Animoca VIP Review: Stolen identity “click a button” Ponzi
Animoca VIP fails to provide ownership or executive information on its website.
Animoca VIP operates from two known website domains:
- animvip.com – registered with bogus details on December 31st, 2024
- aniquantify.com – registered with bogus details on December 30th, 2024
Of note is both of Animoca VIP’s website domains being registered through the Chinese registrar Alibaba (Singapore).
As always, if an MLM company is not openly upfront about who is running or owns it, think long and hard about joining and/or handing over any money.
Animoca VIP’s Products
Animoca VIP has no retailable products or services.
Affiliates are only able to market Animoca VIP affiliate membership itself.
Animoca VIP’s Compensation Plan
Animoca VIP affiliates invest tether (USDT). This is done on the promise of advertised returns:
- VIP1 – invest 10 to 80 USDT and receive 21% a day
- VIP2 – invest 80 to 230 USDT and receive 21.5% a day
- VIP3 – invest 230 to 500 USDT and receive 22% a day
- VIP4 – invest 500 to 1000 USDT and receive 23% a day
- VIP5 – invest 1000 to 2200 USDT and receive 24.5% a day
- VIP6 – invest 2200 to 5000 USDT and receive 26% a day
- VIP7 – invest 5000 to 10,000 USDT and receive 28% a day
- VIP8 – invest 10,000 to 20,000 USDT and receive 31% a day
- VIP9 – invest 20,000 to 40,000 USDT and receive 34% a day
- VIP10 – invest 40,000 to 80,000 USDT and receive 38% a day
- VIP11 – invest 80,000 to 160,000 USDT and receive 43% a day
- VIP12 – invest 160,000 to 500,000 USDT and receive 50% a day
Animoca VIP pays referral commissions on invested USDT down three levels of recruitment (unilevel):
- level 1 (personally recruited affiliates) – 11%
- level 2 – 3%
- level 3 – 1%
Joining Animoca VIP
Animoca VIP affiliate membership is free.
Full participation in the attached income opportunity requires a minimum 10 USDT investment.
Animoca VIP Conclusion
Animoca VIP is yet another “click a button” app Ponzi scheme.
Animoca VIP misappropriates the name and branding of Animoca, a software and venture capital company based out of Hong Kong.
Needless to say Animoca VIP has nothing to do with Animoca the Hong Kong company.
Animoca VIP’s Ponzi ruse is “quantitative trading”.
You only need to click one click to quantify and wait for 1-2 minutes to achieve profits.
The presented ruse is Animoca VIP affiliates log in and click a button (the more invested the more the button needs to be clicked).
Clicking the button purportedly generates revenue via quantitative trading, which for some reason Animoca VIP shares a percentage of with affiliate investors.
If that makes no sense it’s because it doesn’t.

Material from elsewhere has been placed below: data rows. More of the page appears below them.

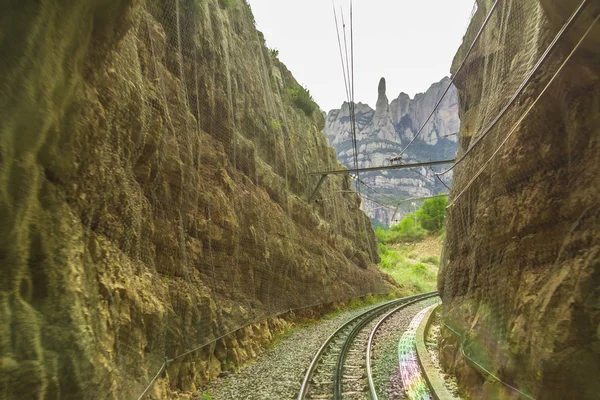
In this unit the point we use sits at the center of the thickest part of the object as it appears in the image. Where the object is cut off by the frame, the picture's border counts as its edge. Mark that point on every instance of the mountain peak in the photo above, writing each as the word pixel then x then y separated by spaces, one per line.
pixel 382 106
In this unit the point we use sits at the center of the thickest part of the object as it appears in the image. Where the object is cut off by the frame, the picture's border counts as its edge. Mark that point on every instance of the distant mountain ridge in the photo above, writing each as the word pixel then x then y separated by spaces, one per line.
pixel 381 135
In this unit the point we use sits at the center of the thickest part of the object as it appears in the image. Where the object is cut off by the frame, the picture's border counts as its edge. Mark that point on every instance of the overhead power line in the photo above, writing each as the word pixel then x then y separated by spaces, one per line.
pixel 485 22
pixel 522 118
pixel 524 84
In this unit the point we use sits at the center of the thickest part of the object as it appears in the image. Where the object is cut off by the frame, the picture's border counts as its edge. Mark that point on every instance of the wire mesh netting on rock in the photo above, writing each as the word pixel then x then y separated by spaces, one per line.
pixel 156 200
pixel 517 276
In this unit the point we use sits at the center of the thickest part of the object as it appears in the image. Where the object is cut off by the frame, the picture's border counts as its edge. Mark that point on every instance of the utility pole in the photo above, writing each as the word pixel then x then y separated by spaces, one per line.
pixel 415 208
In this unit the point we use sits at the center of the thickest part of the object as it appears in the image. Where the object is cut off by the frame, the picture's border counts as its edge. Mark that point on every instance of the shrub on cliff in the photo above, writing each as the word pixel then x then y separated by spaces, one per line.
pixel 432 214
pixel 302 99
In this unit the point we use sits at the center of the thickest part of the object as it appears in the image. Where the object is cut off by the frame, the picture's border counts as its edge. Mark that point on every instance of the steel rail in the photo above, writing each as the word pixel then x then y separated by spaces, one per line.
pixel 369 315
pixel 372 336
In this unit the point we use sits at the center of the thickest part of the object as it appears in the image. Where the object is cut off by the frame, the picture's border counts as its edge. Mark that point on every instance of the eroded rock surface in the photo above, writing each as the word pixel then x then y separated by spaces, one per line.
pixel 520 277
pixel 153 187
pixel 384 132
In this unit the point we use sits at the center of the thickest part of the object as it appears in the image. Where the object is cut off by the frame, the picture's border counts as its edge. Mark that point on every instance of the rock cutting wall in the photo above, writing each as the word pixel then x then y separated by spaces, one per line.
pixel 384 132
pixel 153 187
pixel 520 276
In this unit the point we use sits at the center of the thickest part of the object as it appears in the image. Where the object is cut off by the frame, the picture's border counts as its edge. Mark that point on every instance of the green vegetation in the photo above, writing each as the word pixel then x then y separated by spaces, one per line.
pixel 431 260
pixel 226 3
pixel 302 99
pixel 419 278
pixel 429 218
pixel 405 231
pixel 402 262
pixel 274 125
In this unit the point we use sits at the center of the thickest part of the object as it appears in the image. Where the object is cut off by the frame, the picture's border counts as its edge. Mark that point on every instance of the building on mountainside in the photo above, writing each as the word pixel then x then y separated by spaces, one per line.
pixel 381 136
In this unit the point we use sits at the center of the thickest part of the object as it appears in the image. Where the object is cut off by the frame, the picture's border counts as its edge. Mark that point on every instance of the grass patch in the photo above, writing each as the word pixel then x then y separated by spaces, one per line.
pixel 415 276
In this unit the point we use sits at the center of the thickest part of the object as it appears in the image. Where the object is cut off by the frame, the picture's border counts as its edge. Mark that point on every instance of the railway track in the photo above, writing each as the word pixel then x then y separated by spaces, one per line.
pixel 341 367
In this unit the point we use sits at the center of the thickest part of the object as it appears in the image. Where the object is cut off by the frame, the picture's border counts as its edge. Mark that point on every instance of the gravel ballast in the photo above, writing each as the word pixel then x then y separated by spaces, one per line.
pixel 385 367
pixel 278 373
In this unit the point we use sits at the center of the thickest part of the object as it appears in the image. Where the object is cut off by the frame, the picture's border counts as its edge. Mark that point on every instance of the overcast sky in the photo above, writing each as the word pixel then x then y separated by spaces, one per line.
pixel 409 42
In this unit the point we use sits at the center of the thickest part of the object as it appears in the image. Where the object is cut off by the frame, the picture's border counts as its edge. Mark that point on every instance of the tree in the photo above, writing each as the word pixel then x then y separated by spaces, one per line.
pixel 432 213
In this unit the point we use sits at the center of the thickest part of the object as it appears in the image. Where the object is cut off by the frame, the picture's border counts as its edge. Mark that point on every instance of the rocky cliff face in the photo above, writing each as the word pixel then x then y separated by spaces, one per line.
pixel 520 276
pixel 383 133
pixel 153 186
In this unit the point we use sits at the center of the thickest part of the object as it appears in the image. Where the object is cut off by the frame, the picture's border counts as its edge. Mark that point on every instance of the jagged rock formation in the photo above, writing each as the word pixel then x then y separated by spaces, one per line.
pixel 383 133
pixel 153 187
pixel 520 276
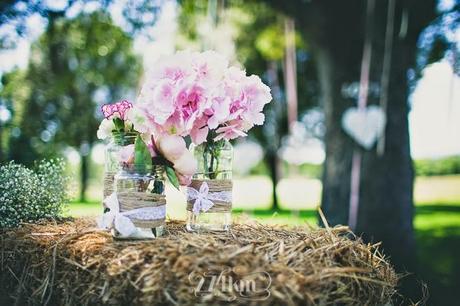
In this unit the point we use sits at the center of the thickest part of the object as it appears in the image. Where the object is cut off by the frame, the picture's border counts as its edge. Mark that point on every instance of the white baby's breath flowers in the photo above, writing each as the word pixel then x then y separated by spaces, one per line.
pixel 27 196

Randoms clicking a button in an app doesn’t trigger quantitative trading.
In reality clicking a button inside Animoca VIP’s app does nothing. All Animoca VIP does is recycle newly invested funds to pay earlier investors.
Examples of already collapsed “click a button” app Ponzis using the stolen identity ruse are Puma Invest, TCDD USD and Lactalis USD. Recent quantitative trading ruse examples are QUA AI Bot, Bytesi and AQR Quantify.
Since 2021 BehindMLM has documented hundreds of “click a button” app Ponzis. Most of them last a few weeks to a few months before collapsing.
“Click a button” app Ponzis disappear by disabling both their websites and app. This tends to happen without notice, leaving the majority of investors with a loss (inevitable Ponzi math).
As part of a collapse, “click a button” Ponzi scammers often initiate recovery scams. This sees the scammers demand investors pay a fee to access funds and/or re enable withdrawals.
If any payments are made withdrawals remain disabled or the scammers cease communication.
Organized crime interests from China operate scam factories behind “click a button” Ponzis from south-east Asian countries.
In September 2024, the US Department of Treasury sanctioned Cambodian politician Ly Yong Phat over ties to Chinese human trafficking scam factories.
Through various companies he owns, Phat is alleged to shelter Chinese scammers operating out of Cambodia.
Regardless of which country they operate from, the same group of Chinese scammers are believed to be behind the “click a button” app Ponzi plague.